I had successfully procrastinated for two days any action in reference to Tessa. I had allowed work, the internet, and errands to consume my daily life. That is not to say that she had not crossed my mind. It was now Friday I had an hour left before being forced to face a weekend of free time which meant more opportunities to think about – her. I decided to make a to-do list for the weekend and I would fill it with things that would keep me occupied and distracted. Laundry, cleaning, pay bills, go to a movie, and I stared at the paper seeing the obvious implication of the list – loneliness. Laundry meant plenty of time for thinking so I would clean – which what did that mean about me that I would prefer to clean over talking to a lady? Rather pay bills too? Heck – go to a movie – alone – gads what a dope! I crumpled the paper up and was about to throw it away when I thought about “those” people – the cleaning crew. I have a theory that they look through our stuff, not because they are wicked people – but that it provides them a sense of adventure while performing a tedious unthankful job. I got up and shredded the crumpled list.

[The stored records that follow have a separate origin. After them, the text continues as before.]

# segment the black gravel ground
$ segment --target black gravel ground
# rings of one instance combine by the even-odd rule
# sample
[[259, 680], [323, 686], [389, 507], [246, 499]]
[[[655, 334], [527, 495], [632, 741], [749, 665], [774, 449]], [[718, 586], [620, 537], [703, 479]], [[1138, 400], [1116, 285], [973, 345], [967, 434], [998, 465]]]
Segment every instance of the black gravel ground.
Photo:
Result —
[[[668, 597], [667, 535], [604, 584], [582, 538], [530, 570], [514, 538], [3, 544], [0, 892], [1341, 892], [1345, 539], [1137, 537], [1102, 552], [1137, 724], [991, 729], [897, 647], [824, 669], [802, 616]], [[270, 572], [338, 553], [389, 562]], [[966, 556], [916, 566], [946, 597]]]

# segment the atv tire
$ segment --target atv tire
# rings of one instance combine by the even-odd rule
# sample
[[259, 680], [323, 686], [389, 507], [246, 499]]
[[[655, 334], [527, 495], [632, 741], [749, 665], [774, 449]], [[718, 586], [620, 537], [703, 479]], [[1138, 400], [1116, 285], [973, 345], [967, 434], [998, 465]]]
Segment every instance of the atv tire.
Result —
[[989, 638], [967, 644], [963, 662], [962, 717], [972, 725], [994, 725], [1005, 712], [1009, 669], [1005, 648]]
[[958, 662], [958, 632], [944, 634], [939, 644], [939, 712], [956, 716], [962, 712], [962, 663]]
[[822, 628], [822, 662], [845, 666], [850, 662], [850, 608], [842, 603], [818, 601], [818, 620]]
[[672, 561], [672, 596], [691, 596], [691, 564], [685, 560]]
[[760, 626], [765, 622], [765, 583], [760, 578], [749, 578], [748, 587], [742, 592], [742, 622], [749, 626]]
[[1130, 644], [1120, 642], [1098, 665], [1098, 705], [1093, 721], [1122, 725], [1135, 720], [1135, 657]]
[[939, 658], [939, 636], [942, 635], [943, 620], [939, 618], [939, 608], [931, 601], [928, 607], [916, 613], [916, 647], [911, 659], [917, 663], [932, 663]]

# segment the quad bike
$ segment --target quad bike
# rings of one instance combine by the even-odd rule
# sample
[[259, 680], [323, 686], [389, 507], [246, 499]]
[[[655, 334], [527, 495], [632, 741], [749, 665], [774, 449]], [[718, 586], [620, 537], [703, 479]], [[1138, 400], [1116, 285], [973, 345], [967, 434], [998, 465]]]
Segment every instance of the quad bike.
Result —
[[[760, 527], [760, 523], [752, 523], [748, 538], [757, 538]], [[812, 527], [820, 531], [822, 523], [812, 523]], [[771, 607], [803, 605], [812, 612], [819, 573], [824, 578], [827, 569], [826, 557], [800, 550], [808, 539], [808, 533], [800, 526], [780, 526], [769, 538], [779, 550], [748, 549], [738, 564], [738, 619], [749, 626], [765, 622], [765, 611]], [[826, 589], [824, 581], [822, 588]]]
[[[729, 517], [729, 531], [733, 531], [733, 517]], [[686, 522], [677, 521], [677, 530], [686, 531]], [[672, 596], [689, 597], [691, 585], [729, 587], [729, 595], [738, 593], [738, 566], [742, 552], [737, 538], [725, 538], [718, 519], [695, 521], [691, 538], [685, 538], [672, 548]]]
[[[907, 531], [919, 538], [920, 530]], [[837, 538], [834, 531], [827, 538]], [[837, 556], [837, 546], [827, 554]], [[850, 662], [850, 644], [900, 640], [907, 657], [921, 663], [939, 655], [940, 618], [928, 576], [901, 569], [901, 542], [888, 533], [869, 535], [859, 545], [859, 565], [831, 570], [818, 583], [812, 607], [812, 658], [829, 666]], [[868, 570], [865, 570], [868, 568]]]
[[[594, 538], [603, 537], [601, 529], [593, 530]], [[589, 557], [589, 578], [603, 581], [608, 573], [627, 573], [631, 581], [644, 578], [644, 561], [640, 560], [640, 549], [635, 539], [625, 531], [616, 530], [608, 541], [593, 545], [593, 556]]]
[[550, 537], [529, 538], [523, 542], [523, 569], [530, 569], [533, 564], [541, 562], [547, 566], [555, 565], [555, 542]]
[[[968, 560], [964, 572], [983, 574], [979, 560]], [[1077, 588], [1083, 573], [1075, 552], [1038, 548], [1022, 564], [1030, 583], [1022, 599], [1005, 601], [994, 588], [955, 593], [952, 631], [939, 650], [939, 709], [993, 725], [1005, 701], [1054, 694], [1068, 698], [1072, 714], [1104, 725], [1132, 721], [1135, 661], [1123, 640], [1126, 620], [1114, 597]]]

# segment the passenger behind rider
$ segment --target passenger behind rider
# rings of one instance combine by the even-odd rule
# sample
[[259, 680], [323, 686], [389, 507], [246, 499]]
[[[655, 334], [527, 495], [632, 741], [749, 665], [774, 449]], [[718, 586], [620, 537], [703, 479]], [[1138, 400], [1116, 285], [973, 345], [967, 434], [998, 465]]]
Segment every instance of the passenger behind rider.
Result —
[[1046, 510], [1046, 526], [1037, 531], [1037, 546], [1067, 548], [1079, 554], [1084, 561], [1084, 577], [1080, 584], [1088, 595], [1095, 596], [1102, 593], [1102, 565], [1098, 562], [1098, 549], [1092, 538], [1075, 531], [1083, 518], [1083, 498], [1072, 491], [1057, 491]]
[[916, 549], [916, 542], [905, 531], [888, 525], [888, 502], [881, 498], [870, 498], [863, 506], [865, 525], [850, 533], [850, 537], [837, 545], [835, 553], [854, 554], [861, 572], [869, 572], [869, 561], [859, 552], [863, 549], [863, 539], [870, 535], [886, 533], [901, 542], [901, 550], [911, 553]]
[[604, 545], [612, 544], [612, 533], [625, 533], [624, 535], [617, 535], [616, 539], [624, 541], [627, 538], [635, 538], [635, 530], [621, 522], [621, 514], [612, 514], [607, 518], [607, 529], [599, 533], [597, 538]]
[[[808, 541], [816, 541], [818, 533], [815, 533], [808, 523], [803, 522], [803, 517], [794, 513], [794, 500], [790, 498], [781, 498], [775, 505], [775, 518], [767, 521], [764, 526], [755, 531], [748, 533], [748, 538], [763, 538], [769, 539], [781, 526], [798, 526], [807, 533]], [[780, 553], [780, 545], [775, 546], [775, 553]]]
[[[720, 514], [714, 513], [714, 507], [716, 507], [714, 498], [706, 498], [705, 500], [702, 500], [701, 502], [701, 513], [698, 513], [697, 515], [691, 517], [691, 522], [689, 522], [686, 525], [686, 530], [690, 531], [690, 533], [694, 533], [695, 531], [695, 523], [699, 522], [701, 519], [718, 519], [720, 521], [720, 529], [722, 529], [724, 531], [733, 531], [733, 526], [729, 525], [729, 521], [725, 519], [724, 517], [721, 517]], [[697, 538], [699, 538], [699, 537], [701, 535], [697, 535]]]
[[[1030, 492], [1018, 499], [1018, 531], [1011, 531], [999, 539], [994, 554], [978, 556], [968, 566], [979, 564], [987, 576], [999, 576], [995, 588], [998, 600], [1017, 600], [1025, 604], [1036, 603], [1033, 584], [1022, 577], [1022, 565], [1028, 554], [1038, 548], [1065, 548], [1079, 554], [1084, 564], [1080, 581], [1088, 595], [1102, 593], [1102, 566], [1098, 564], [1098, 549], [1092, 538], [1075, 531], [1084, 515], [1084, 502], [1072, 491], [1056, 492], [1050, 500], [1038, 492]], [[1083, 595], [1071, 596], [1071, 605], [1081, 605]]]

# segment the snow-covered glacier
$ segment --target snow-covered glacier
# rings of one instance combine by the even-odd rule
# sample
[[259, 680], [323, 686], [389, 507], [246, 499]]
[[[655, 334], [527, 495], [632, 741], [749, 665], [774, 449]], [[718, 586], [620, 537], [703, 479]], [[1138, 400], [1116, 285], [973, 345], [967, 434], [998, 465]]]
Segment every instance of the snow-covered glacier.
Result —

After work I got in the car and headed home. My mind started wandering about what to do. Just go up and ask her if she wants to go to dinner? My pulse jumped and I started sweating at the thought so I turned on the radio and rolled down my window and took a deep breath. A few minutes later I was in my apartment looking through the mail. Five pieces received, four straight into the garbage can – of course the one piece was a bill. [Whatever happened to correspondence? Second thought – who would ever write me?]
That is when it hit me.
People love to receive mail – scratch that – people love to receive gifts or packages in the mail. That is how I would approach Tessa. I would get her a small box of chocolates and put a card with it letting her know I thought she was special. I would not mention a date – more of a “thinking of you”/”thank you” kind of thing. How in the world did I come up with such an idea is beyond me but I liked it – and now – now, I was resolved. I grabbed the car keys, got in the car, and headed to store. I would buy the candy & card where she worked and go through her check out lane. I was certain she would remember the purchase when she opened the package in the mail and I knew that she knew my name after a couple years of almost daily purchases. I was relieved, resolved and happy when I parked in the store’s parking lot.